18. An electrical module assembly comprising:

a housing having a body portion and a mounting portion behind the body portion;

a mating port defined in a front portion of the body portion;

a cable extending rearwardly from a mounting portion;

a locking tab formed on the mounting portion;

an ejector assembled to the mounting portion and including:

a slider horizontally moveable relative to the mounting portion for disengaging complementary part from the locking tab;

an actuator pivotally mounted to the mounting portion about a pivot and including opposite first and second ends by two sides of said pivot, said slider being positioned at the first end; and

a pulling member positioned at the second end under condition that rearward movement of the pulling member results in forward movement of the slider; wherein

said pulling member is equipped with a band section surrounding the cable so as to assure said pulling member is constantly intimately associated with the cable disregarding whether said pulling member is in use or not.

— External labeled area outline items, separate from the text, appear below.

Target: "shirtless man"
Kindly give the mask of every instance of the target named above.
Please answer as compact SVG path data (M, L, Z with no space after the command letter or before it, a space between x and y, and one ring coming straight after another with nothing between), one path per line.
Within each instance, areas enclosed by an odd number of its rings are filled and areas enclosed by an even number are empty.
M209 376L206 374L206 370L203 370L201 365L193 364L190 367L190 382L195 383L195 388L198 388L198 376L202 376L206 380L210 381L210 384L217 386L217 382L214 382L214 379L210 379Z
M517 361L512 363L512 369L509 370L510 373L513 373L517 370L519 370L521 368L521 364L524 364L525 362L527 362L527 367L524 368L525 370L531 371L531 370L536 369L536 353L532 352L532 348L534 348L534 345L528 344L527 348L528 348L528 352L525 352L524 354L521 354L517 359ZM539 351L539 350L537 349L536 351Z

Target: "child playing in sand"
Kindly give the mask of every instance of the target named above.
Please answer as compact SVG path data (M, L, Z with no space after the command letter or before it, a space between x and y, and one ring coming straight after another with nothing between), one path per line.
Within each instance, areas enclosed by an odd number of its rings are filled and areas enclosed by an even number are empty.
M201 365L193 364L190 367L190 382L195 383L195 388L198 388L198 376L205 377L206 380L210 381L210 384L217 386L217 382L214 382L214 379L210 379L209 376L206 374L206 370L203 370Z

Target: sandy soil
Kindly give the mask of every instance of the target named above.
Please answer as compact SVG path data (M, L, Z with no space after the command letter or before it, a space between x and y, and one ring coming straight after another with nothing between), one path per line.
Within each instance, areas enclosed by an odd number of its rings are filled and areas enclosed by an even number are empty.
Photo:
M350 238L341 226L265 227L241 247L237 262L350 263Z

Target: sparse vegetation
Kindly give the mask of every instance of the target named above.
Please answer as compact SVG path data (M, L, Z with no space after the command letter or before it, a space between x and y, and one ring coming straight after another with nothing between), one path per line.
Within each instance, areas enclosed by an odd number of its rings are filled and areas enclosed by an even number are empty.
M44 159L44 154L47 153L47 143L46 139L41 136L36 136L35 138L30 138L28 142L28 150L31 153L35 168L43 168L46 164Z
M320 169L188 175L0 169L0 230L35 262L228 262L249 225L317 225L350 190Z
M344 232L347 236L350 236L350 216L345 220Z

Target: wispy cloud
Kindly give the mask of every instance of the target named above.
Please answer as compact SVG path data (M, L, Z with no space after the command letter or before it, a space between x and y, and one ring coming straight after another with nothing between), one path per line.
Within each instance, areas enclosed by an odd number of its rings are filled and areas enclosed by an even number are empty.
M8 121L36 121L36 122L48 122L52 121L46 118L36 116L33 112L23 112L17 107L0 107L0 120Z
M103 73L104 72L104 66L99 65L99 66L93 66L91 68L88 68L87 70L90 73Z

19. An electrical module assembly comprising:

a housing having a body portion and a mounting portion behind the body portion;

a mating port defined in a front portion of the body portion;

a cable extending rearwardly from a mounting portion;

a locking tab formed on the mounting portion;

an ejector assembled to the mounting portion and including:

a slider horizontally moveable relative to the mounting portion for disengaging complementary part from the locking tab;

one of the slider and the mounting portion defining a bar member and the other defining a groove receiving said bar member so as to assure horizontal movement of the slider relative to the mounting portion;

a spring located and hidden between the slider and a stopping member formed on the mounting portion so as to provide a biasing force to urge the slider rearwardly;

an actuator pivotally mounted to the mounting portion about a pivot and including opposite first and second ends by two sides of said pivot, said slider being positioned at the first end; and

a pulling member positioned at the second end under condition that rearward movement of the pulling member results in forward movement of the slider; wherein

the slider forms a cavity in an exterior face to receive a bolt which is linked to first end of the actuator.

20. The electronic module assembly as claimed in claim 19, wherein the bar member and the groove are located behind the cavity.